Nomination for offices..I was nominated for SEVERAL (Including Conchair 2010).

I declined all of them.

Partly, because I'm just not "there" anymore. I'm still trying to help friends, I'll still advise when it's needed or asked, but as far as leading that group right now? Just not there.

And, as was mentioned for my nomination for 2010, yes, I'll have my degree then (at current plans), but that's also the year if I recall correctly, that I would be GETTING the degree. :-) And, at this rate, I have no clue where I'll be..and a part of me wonders what I'll be at that point, as well. The distance between there, and here. And yes, the Universe thing comes to mind, but that's a big deal. Around 2004 and 2005 (and some of 2003), I spent an awful lot of time feeling like I HAD to stick with certain things, regarding my convention. I had been elected, and had several new ideas I wanted to see done, in some cases, for no other reason than to prove that they COULD be done if people would think outside the box, and that limited a HELL of a lot of other options. Zigs, Zags, and etc. Ultimately, it was a piece to point me toward what I'm studying, but at the time, it was an overwhelming feeling of being trapped, and with several things in process, it's not something I'm going to let happen again.

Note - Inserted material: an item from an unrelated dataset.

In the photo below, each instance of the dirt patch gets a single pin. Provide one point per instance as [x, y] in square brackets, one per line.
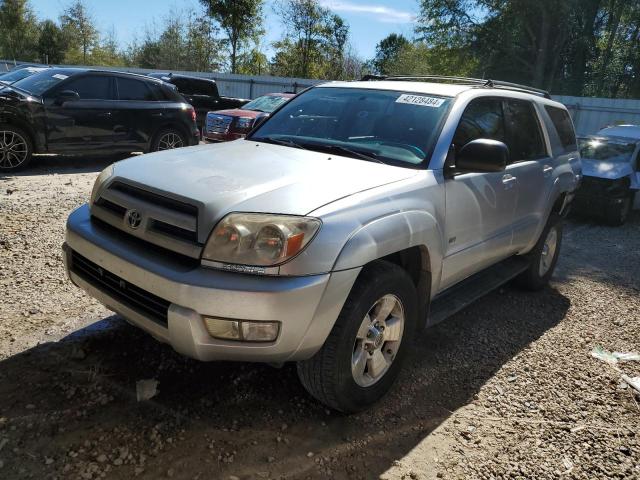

Plus, I'm not as confident as I want to be on the club again. Things may be changing, but they may just as well slide back into the age old patterns that have damn near killed it before.

I did make a few nominations. Because that is something I feel I can do to help move a few things in the direction they should go. There are voices that feel strongly for the convention/club, and the direction it should go in, and if anyone has that strong a feeling? It should be acted on. AND, if I didn't nominate someone who felt they should be in a position? Why not nominate yourself? Seriously, if you feel that strongly, go for it. :-) Though, I'll stand by and say that anyone who does? Anyone going for a position? Ponder, think about what you want to achieve with such, and why. And gather like minded individuals.

I just know that right now, that is not the right spot for me. And I appreciate those who feel I'm a strong leader. To be honest, that's a bit more of a boost that I needed to hear, and didn't realize it, and it helped. But, I'm not THAT leader right now. 4 years ago was a different time, just as 2 years ago was a different time for leading the convention. But right now, I'm right here, with one foot moving in front of the other.

Maybe not the best approach, definitely not the worst. But, the one that's here at this moment.

Date: 2007-10-09 05:13 am (UTC)
From: [identity profile] confusedjew.livejournal.com
good thoughts all. knowing yourself and what your believe you are cable of or even what you are capable of is good thing no matter what.


not sure if i'm really one to move the club forward. i try but i guess we'll just see now won't we. :) still felt loved and glad you felt love as well.